Sanders, a police officer for more than 20 years and former police chief, told reporters at a press conference that he supported rolling back any pension benefits created illegally and called on Mayor Dick Murphy to reappoint whistleblower Diann Shipione to the pension board.
Both statements mirror declarations already made by the campaign’s only other declared candidate, Councilwoman Donna Frye. The first statement is sure to bring heat from officials at City Hall’s four labor unions, some of whom have said they’ve got their lawyers on standby should anyone at City Hall try to reverse controversial benefits granted in 1996 and 2002.
Now that both Frye and Sanders have expressed their intent to roll back benefits deemed illegal, they may force the hands of any other would-be candidates on a topic sensitive to both the public and the labor unions.
“You know it’s something I feel terrible about … but some people have made some really bad decisions around that issue, and now the taxpayers are being asked to foot the entire bill and that simply won’t work,” Sanders said.
The 54-year-old Sanders offered a number of strong suggestions, but didn’t necessarily follow them up with many specifics. He declined to state which benefits he thought illegal, saying he will need additional legal advice.
Sanders also called on the mayor and City Council to increase the city’s contribution to the pension system in this year’s budget, but didn’t offer examples of what he would cut to make up the estimated $40 million it would take to keep the pension system’s $1.37 billion deficit from worsening.
“We need to make sure that the city manager’s budget is starting to address [the pension deficit]. And I don’t think the council can in good faith go to the public and say they are doing that right now,” he said.
City Manager Lamont Ewell has proposed the city’s pension contribution at $163.5 million for fiscal year 2006. He and other city officials have boasted publicly that it is the city’s first full pension payment in more than a decade, as a history of inadequate city contributions, enhanced benefits and some market losses have combined to drive the deficit to at least $1.37 billion.
However, a number of outside pension experts have said that because of a number of accounting methods used in figuring the payment, it is indeed only a full payment in a technical sense. They estimate the payment would need to be at least $200 million to keep the deficit from growing.

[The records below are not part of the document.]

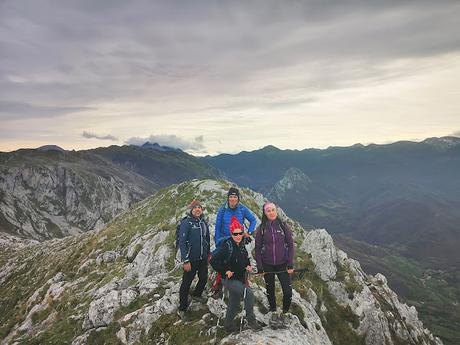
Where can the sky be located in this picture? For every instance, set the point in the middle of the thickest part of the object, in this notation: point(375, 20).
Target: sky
point(225, 76)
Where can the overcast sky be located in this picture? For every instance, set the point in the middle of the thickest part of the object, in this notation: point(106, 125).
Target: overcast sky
point(225, 76)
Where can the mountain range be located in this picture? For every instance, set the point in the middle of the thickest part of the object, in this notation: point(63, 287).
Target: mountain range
point(120, 285)
point(50, 192)
point(404, 195)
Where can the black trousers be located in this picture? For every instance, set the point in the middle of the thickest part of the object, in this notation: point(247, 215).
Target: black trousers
point(200, 267)
point(285, 281)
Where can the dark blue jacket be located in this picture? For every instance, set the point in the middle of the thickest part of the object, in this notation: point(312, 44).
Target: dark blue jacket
point(194, 242)
point(224, 216)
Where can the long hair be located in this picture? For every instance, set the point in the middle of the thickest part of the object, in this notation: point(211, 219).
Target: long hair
point(265, 219)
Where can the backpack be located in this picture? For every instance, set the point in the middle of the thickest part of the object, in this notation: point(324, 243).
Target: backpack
point(178, 231)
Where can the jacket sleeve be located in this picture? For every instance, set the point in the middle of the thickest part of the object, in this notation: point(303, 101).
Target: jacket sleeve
point(258, 248)
point(290, 245)
point(218, 229)
point(252, 219)
point(208, 239)
point(217, 260)
point(184, 246)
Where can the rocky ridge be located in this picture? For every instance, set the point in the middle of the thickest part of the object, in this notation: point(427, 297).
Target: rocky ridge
point(120, 285)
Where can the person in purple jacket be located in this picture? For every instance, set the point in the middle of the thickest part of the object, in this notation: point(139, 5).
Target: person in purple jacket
point(275, 253)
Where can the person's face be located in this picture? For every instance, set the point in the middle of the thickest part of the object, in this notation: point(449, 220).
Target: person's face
point(197, 211)
point(232, 201)
point(237, 235)
point(271, 213)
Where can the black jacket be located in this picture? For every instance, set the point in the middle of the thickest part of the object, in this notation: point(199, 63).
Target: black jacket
point(234, 260)
point(194, 242)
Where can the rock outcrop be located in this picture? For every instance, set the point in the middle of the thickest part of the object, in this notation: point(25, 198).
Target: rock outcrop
point(121, 285)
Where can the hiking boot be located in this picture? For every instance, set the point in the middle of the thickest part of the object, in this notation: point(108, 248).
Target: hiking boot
point(199, 299)
point(254, 325)
point(183, 316)
point(217, 294)
point(274, 321)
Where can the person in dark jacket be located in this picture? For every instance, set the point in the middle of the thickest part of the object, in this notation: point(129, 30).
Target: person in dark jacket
point(194, 244)
point(232, 208)
point(232, 262)
point(275, 253)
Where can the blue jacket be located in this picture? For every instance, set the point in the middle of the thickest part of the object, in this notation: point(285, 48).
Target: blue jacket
point(194, 242)
point(224, 216)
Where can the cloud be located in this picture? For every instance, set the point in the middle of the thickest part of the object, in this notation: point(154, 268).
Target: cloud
point(23, 110)
point(196, 144)
point(89, 135)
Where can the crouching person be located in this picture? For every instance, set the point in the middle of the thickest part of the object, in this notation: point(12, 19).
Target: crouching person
point(194, 249)
point(232, 262)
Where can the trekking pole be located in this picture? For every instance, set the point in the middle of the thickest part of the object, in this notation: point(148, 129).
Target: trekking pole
point(242, 314)
point(218, 317)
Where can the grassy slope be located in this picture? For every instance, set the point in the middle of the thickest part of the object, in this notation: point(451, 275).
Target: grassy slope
point(435, 293)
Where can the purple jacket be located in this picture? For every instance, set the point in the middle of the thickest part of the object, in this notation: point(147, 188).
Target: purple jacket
point(274, 246)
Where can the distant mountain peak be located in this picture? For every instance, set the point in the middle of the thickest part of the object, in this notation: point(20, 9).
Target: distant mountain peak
point(270, 148)
point(158, 147)
point(50, 148)
point(443, 142)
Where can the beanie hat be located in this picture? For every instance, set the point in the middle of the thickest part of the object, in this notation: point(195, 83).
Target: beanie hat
point(233, 191)
point(194, 203)
point(235, 224)
point(268, 205)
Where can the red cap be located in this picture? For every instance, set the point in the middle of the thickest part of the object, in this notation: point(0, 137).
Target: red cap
point(235, 224)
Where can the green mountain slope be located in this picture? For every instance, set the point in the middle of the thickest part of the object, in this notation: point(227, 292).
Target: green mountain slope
point(120, 286)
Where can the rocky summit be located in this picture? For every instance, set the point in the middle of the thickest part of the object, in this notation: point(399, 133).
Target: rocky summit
point(120, 286)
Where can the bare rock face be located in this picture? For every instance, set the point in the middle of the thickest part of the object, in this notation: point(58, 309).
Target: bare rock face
point(43, 202)
point(121, 284)
point(320, 246)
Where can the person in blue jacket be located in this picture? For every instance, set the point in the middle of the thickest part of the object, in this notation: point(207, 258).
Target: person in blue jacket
point(194, 244)
point(232, 208)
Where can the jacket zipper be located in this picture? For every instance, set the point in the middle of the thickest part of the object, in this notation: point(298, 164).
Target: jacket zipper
point(201, 240)
point(273, 239)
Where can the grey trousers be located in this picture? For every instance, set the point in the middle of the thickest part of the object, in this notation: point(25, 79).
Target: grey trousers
point(235, 290)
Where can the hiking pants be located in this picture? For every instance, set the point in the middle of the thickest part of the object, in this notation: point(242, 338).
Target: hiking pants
point(235, 290)
point(200, 267)
point(285, 281)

Some council members have acknowledged that fact, but don’t know where they would find the extra money while already grappling with an estimated $50 million shortfall. The council began budget deliberations Monday for public safety and will continue hashing out details for five weeks.
In a memo last week, Frye asked Ewell to stop making claims that the city was fully funding its pension system.
The focus on the pension system is natural, as it was one of the key issues that drove Murphy to resign two weeks ago, less than six months after winning a controversial election in November. Political and financial problems surrounding the pension system are at the heart of federal and local investigations into wrongdoing and faulty financial disclosures.
Sanders also called on the San Diego City Employees’ Retirement System board to waive its attorney-client privilege in connection with the investigations and the long-delayed fiscal year 2003 audit.
To date, the pension board has denied investigators’ requests to view certain communications and documents between the pension board and its lawyers, a rejection that has slowed progress on the audit and investigations. The City Council is scheduled to make a similar demand during its hearing Tuesday.
Sanders, who went on to run both the United Way of San Diego and the local American Red Cross, said he plans to release a detailed financial plan to aid San Diego’s fiscal recovery in about two weeks.
He also detailed his personal pension interests as a 26-year employee of the city of San Diego. Sanders said he hasn’t taken part in two of the more controversial benefits offered to employees: the Deferred Retirement Option Plan, or DROP, and the purchased years of service that allowed employees to buy years of service at significantly discounted rates. He said he receives a monthly pension check of $3,200 and wouldn’t reenter the pension system if elected mayor.
Murphy said through a spokeswoman that he plans on appointing the most qualified person willing to serve on the pension board. The new board has one opening available because of the resignation of businessman Ted Roth last month. Frye nominated Shipione three times and Councilman Brian Maienschein has nominated her at least once.
A number of other potential mayoral candidates remained undecided as of press time, including: Stephen Cushman, port commissioner and automotive dealer; Steve Francis, health care executive and former Nevada state legislator; Peter Q. Davis, former port commissioner and investment banker; Juan Vargas, assemblyman and former city councilman; attorney Pat Shea; businessman and City Hall critic Carl DeMaio; and state Assemblyman George Plescia.